Curacao – Colon

Left from Curacao on Saturday morning, or actually closer to around noon. Since there were a lot of miles ahead of me, attempting to estimate the right departure time for a day time arrival is impossible, so you might as well leave whenever you are ready. So on Saturday morning I took my time to go through the routine of making the boat passage ready (put the dinghy away, put everything inside the boat away so it won’t go flying once the boat starts rolling). While I left I noticed my depth sounder was no longer working, all bars on the LCD display are always lid. But, from what it sounds, the depth alarm is still working (that is not much of a help, but it is helps determining where the problem might be).The winds were great initially, together with a tail current of close to 2 knots we were sailing at 8 knots. Wow….!

Well, that wasn’t going to last, and by Sunday morning there was marginally wind left. At that point I wasn’t really sailing towards the destination, but more steering a course that at least would keep some wind in the sails.

This lasted for about a say and then slowly and surely the wind started to increase. Enough to catch up with a boat that had been a few miles ahead of me the night before (a big ketch trying to keep their spinaker filled). The day before I had made my first attempt to fly a spinaker. That was quite a big step, not yet successful, but encouraging in that I got all the lines rigged the right way, got the sock to go up, and got it partially filled. But, since the spinaker pole was still in use to pole out the genoa, keeping the spinaker filled with wind was not possible. The experience was promising enough to give it another try on another day with little wind and not much else to do.

Few more days into the trip the wind was getting stronger and stronger (about 25 knots true wind) and I had already put a reef in. Late in the afternoon I was looking at my sails and decided I needed to put in a second reef. But, going down wind that is not too easy, so I was walking around my boat comtemplating what the right tactic should be. Than I heard a loud bang, and the flapping of the genoa, I look forward, and it was quite obvious that the fore stay was broken. Ouch! Now what to do? I was running with quite some sail up. First thing I did was bring the spinaker halyard forward of the fore stay and tighten it. That at least was supporting the mast as a replacement fore stay. Than I lowered main and stay sail. Than I slowly tried to furl in the genoa (since I had concluded that there was no way to bring the sail down, attempting that would bring down the whole furler system, probably breaking it and having the genoa end up in the water). Somewhat to my surprise I did manage to furl in the genoa. Than I attempted to secure it somewhat more (since it was swinging quite a bit now that it was no longer supported by the stay). The mast seemed to still be strongly supported, so no worries about that. The rest of the night I sailed on just the stay sail, nicely down wind at 4.5 knots, and thing settled quite well.

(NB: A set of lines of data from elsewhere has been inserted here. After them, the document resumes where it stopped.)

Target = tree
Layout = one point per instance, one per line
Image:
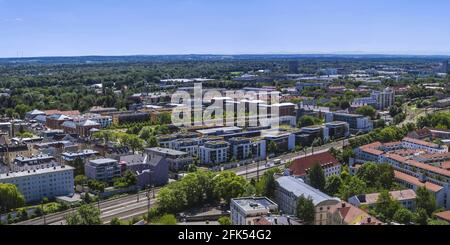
(332, 185)
(167, 219)
(421, 216)
(85, 215)
(10, 197)
(305, 210)
(436, 222)
(367, 111)
(403, 216)
(225, 220)
(425, 200)
(386, 206)
(228, 185)
(272, 147)
(316, 177)
(351, 186)
(306, 121)
(115, 221)
(266, 184)
(80, 180)
(78, 164)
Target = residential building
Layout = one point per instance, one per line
(284, 140)
(215, 152)
(177, 160)
(407, 198)
(85, 154)
(40, 182)
(289, 189)
(411, 143)
(344, 213)
(102, 110)
(33, 160)
(357, 123)
(245, 210)
(104, 169)
(330, 165)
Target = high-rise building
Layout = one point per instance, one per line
(293, 67)
(445, 67)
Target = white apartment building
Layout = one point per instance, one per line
(410, 143)
(37, 183)
(245, 210)
(214, 152)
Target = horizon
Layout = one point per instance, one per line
(49, 28)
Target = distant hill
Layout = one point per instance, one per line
(194, 57)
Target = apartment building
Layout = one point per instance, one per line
(104, 169)
(289, 189)
(245, 210)
(44, 181)
(215, 152)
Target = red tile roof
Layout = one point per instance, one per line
(443, 215)
(300, 166)
(420, 142)
(415, 181)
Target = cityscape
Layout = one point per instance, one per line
(225, 139)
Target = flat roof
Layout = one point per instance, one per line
(167, 151)
(255, 203)
(34, 171)
(102, 161)
(298, 187)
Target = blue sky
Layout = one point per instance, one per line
(127, 27)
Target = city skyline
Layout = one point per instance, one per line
(105, 28)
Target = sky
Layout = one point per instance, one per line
(31, 28)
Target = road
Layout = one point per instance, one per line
(123, 208)
(127, 207)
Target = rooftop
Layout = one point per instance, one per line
(255, 203)
(298, 187)
(36, 171)
(301, 165)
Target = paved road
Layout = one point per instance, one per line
(128, 207)
(124, 207)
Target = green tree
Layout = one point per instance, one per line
(225, 220)
(421, 216)
(305, 210)
(306, 121)
(85, 215)
(10, 197)
(437, 222)
(332, 185)
(115, 221)
(386, 206)
(80, 180)
(272, 148)
(403, 216)
(367, 111)
(266, 184)
(351, 186)
(316, 177)
(425, 200)
(167, 219)
(228, 185)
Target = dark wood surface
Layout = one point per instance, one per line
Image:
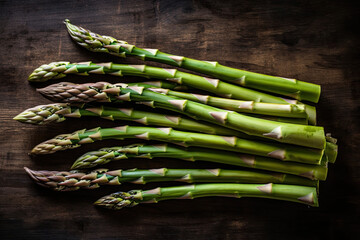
(315, 41)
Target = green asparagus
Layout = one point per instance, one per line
(284, 86)
(75, 180)
(58, 70)
(309, 136)
(283, 152)
(106, 155)
(300, 194)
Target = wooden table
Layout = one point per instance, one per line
(315, 41)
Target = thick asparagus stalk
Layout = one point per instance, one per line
(310, 136)
(284, 86)
(75, 180)
(106, 155)
(271, 109)
(58, 112)
(300, 194)
(57, 70)
(269, 149)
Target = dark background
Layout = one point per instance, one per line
(315, 41)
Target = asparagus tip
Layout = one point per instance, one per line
(118, 200)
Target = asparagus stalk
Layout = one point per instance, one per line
(58, 70)
(271, 109)
(75, 180)
(269, 149)
(106, 155)
(58, 112)
(300, 194)
(284, 86)
(309, 136)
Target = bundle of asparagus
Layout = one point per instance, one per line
(283, 157)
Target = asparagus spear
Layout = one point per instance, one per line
(310, 136)
(106, 155)
(58, 112)
(284, 86)
(274, 150)
(75, 180)
(300, 194)
(272, 109)
(58, 70)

This all happened about 60 miles north east of Cartagena (Columbia) and I did consider changing course for that. I decided no to since it was not going to be down wind all the way, and without a fore stay sailing close to the wind would create more problems. Continuing down wind was another 300 miles to Colon, but was all down wind, and it was more likely to get repairs there than in Cartagena.

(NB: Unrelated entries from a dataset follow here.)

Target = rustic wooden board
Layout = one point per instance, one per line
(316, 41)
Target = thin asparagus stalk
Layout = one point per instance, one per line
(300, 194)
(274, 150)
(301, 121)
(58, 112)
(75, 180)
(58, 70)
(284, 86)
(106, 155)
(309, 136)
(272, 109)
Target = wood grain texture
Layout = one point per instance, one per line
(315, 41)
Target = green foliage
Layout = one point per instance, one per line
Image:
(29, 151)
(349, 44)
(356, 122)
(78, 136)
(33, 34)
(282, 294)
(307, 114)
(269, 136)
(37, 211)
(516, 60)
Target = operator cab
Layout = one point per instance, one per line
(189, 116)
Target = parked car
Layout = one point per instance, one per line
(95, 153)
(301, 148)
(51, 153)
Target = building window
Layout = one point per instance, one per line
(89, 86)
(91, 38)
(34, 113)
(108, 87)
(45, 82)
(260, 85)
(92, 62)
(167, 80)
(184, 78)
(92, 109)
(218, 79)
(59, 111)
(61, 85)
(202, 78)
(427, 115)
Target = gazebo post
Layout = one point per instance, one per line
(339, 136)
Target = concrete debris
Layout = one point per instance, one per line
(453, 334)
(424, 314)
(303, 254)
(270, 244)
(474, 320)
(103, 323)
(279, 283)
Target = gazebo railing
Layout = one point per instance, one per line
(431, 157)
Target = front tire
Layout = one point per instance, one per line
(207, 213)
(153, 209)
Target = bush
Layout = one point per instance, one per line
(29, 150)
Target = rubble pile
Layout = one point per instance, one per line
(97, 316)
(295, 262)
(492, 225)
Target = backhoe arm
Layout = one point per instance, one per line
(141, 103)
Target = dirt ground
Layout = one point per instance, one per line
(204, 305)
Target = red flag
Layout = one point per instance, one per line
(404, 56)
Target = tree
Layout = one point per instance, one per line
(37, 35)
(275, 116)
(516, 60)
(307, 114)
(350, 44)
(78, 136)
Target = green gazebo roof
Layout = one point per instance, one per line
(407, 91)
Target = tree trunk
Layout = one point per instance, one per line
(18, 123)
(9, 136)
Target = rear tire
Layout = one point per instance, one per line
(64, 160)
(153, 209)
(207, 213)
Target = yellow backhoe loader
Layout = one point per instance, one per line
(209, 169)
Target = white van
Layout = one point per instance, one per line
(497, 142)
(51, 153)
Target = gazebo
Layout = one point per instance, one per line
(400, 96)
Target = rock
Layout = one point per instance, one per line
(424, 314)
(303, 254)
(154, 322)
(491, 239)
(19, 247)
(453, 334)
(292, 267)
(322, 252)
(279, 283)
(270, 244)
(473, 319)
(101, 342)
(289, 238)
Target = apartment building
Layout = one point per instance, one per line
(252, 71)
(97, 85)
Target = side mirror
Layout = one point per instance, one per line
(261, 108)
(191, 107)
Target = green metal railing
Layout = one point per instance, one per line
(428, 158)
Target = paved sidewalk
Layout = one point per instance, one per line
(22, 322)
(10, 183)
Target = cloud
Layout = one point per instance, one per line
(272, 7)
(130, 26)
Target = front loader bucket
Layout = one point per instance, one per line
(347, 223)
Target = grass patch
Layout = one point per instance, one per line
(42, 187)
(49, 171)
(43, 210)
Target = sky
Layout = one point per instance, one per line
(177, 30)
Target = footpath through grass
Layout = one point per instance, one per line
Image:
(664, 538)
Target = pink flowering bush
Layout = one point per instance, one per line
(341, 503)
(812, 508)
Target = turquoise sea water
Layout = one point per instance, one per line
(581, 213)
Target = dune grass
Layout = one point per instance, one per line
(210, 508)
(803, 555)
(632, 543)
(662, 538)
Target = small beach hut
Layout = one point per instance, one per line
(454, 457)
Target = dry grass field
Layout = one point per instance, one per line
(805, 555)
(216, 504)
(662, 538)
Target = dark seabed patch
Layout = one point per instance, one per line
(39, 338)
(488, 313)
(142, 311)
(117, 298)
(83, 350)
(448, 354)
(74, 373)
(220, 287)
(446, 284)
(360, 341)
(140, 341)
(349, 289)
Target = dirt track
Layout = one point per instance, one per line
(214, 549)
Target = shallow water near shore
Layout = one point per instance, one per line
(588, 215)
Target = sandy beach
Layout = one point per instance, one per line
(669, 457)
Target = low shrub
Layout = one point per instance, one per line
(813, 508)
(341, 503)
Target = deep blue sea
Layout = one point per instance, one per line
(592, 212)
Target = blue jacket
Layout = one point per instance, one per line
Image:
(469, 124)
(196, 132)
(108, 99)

The next few days the sailing was quite good, with less sail up it was actually quite comfortable, even thouhgh the seas got up to quite a height (probably 2.5 to 3 meters). The biggest waves I have sailed in so far, but the waves were also very long, which makes the height of them not that big of a problem.

As days past by I was closing in on Colon, about 100 miles away the current started to be against me. At the same time there started to be lots of debri (coconuts, small tree trunks, big tree trunks) floating by. Slowing down didn’t matter too much, at that point it was quite clear I would end up near the Panama Canal entrance during the night. Given the expected commercial traffic there, I was not going to enter during night time. Once I got within 20 miles I brought the sails down to just the stay sail. Still was going to get there too early, so I steered away from the canal for a while. All that time listening in to the communications between the big boats and Christobal Signal Station (on VHF channel 12). So, once it was day time I started steering towards the breakwater and got on to the VHF. Announced myself on the radio and was told to continue on behind the “Virginia Bridge”, a huge container vessel and come through the break water. This was really one of the greatest experiences, all the huge vessel at anchoring on this cross roads of commercial traffic.

Once through the breakwater I went to the marina at the west side. Made my coffee and talked a bit, waiting for the marina office to open. Then a dutch sailor came for a little chat, and he advised to move out to the anchorage. There is absolutely nothing to do on the west side of the channel, and the city is a $15 taxi tide away. He helped me with the dock lines, and an hour later I was anchored in anchorage area F. Quite a ways from the Panama Canal Yacht Club, but the dinghy engine is still going strong.